Roopshri Resorts doubles revenue as profits slump 80%
A surge in finance costs and other expenses eroded margins despite a strong jump in top-line growth for the fiscal year ended March 2026.
What's new with Roopshri Resorts Ltd.
- Annual revenue reached ₹266.99 lacs, compared to ₹142.83 lacs in FY25.
- Higher finance and operating costs caused net profits to drop nearly 80%.
- The board appointed an internal auditor alongside the release of audited results.
Why this matters for Roopshri Resorts Ltd.
Revenue gains are often masking underlying margin pressure in small-cap hospitality.
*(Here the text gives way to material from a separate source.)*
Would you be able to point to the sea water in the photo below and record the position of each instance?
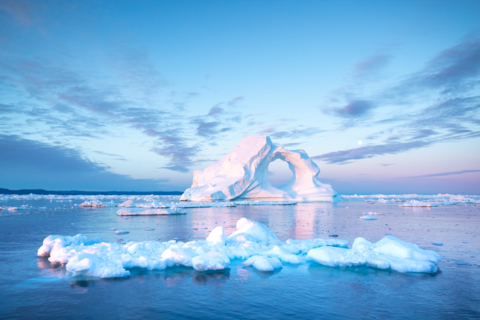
(31, 287)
With finance costs rising, the business is scaling its top line at the expense of bottom-line stability.
What we're watching
- Whether the internal auditor appointment leads to tighter expense management.
- Any shift in debt levels that might alleviate the high finance cost burden.
- Margin recovery in upcoming quarterly filings.
The full read
Roopshri Resorts grew its annual revenue to ₹266.99 lacs for the year ended March 31, 2026, marking a significant increase over the ₹142.83 lacs reported in the prior year. However, that growth did not reach the bottom line. Net profit plummeted to ₹9.07 lacs, down from ₹45.13 lacs a year earlier. The gap is the direct result of a sharp increase in finance costs and general operating expenses. The auditor provided an unmodified report, and the board used the meeting to appoint an internal auditor. As a nano-cap firm, the results carry no surprise strategic shifts. The reality remains that the company is struggling to manage its rising overheads despite a meaningful lift in customer revenue. Investors face the classic small-company trade-off: top-line expansion that currently lacks profitable execution.